Taxonomic status of clades
Although the South African material used in this study has been well sampled (Figure 1), the GMYC results must be interpreted with caution as there are large sampling gaps between South Africa and Malawi / Zambia and the GMYC model is sensitive to sampling strategies, which may result in artificial clustering due to a lack of intermediate haplotypes. Within South Africa the lineages are found both in sympatry (Figure 1: SA Ced and SA West) and parapatry (Figure 1: SA West and SA East) and are estimated to share a common ancestor at least 2.4 mya (Tables 3 & 4), suggesting five species under the phylogenetic species concept. The individual GMYC analyses resulted in the recognition of between 5 and 7 maximum likelihood (ML) entities, with the combined data favouring six ML entities. In analyses based on the COI, 16S and the combined data, the SA East lineage was divided into two ML entities. As these two ML entities were not well supported monophyletic clades in all three (COI, 16S and PEPCK) datasets, we have chosen a more conservative estimate of five monophyletic, well supported clades, corresponding to five phylogenetic species, here highlighted as: SA Ced, SA West, SA East, ZAM and MAL (Figure 2).
Furthermore the between-clade genetic distances estimated here are comparable to those found between distinct species both in this study (i.e. outgroup vs. ingroup) and in previous studies of Baetis species [1, 15, 16], providing strong evidence for the recognition of five species corresponding to each of the lineages mentioned using the phylogenetic species concept. Although subtle morphological variations have been observed in B. harrisoni, these findings require a thorough morphological investigation to assess whether there are diagnostic morphological characters and observable physiological adaptations to acid or alkaline pH conditions which are consistent and congruent with the molecular lineages.
The Afrotropical region is undoubtedly under-collected and material collected is often insufficiently studied.

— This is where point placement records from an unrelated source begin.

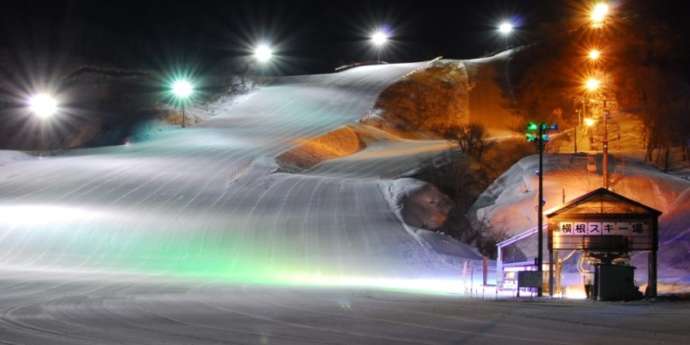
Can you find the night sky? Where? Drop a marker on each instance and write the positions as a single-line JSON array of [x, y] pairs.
[[309, 36]]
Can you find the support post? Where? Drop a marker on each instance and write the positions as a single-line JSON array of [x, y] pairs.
[[651, 279], [540, 215], [605, 164], [551, 266], [183, 117], [652, 262]]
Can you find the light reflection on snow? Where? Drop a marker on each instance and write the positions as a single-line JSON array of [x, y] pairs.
[[44, 214]]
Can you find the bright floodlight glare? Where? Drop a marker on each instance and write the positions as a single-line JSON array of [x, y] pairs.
[[594, 54], [182, 88], [592, 84], [43, 105], [379, 38], [599, 13], [263, 53], [505, 28]]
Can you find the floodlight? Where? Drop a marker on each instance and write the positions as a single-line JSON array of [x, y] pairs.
[[43, 105], [379, 38], [506, 28], [263, 53], [182, 88]]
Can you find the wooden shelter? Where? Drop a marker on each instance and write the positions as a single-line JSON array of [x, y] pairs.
[[606, 225]]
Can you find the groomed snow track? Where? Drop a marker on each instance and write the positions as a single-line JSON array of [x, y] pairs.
[[207, 201]]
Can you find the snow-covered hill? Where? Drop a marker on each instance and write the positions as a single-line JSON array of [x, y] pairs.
[[208, 201], [507, 206]]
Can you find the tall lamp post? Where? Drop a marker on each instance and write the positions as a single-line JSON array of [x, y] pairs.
[[379, 40], [182, 89], [43, 105], [593, 85], [538, 133], [505, 29]]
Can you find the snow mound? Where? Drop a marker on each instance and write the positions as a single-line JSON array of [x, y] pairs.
[[208, 202], [507, 207]]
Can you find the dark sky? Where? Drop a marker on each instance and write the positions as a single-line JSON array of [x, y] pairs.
[[310, 36]]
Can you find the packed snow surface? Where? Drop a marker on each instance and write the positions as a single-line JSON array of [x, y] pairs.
[[208, 201], [125, 310]]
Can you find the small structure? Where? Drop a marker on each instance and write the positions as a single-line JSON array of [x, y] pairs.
[[605, 226]]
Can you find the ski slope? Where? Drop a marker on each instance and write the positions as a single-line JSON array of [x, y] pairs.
[[208, 201]]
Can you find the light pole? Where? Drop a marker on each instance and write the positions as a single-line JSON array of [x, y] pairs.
[[538, 133], [598, 14], [182, 89], [379, 39], [263, 53], [593, 85], [505, 29], [43, 105]]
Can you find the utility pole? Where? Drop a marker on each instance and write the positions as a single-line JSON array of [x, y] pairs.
[[605, 147], [538, 133], [540, 216], [183, 118]]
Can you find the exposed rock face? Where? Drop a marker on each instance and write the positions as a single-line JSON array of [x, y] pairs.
[[341, 142], [431, 100], [424, 206]]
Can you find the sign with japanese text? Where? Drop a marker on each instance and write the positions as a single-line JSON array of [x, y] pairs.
[[627, 228]]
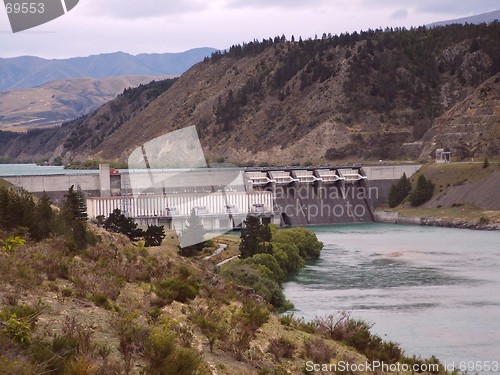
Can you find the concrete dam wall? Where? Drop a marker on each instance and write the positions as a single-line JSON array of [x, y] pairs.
[[288, 196]]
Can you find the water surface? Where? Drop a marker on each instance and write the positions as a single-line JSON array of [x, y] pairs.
[[433, 290]]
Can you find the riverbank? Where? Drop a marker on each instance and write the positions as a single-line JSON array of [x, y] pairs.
[[459, 218]]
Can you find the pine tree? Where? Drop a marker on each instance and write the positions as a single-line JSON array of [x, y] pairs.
[[192, 237], [119, 223], [254, 237], [399, 191], [44, 216], [74, 215], [74, 207], [422, 192]]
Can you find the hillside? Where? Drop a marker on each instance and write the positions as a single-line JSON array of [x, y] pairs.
[[59, 101], [77, 299], [470, 128], [466, 195], [30, 71], [357, 96]]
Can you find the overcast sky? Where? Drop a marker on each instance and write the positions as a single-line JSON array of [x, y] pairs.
[[149, 26]]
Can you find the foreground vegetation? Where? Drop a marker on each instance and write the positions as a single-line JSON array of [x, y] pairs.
[[117, 307]]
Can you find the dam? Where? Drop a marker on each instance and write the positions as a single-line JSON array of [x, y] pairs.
[[223, 197]]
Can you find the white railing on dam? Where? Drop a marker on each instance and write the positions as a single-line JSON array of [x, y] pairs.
[[171, 205]]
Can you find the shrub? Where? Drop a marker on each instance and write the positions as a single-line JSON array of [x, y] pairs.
[[259, 278], [180, 288], [101, 300], [18, 329], [211, 322], [281, 348], [318, 351]]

This may explain the low diversity of African Baetis species despite the high generic diversity in the Afrotropical Baetidae . Further sampling within Africa is needed to determine the geographical extent of each of the lineages within B. harrisoni sensu lato and to assess the diversity of the other Baetis species in the region (e.g. B. parvulus Crass, B. monikae Kopelke, B. permultus Kopelke and B. pseudogemellus Soldán).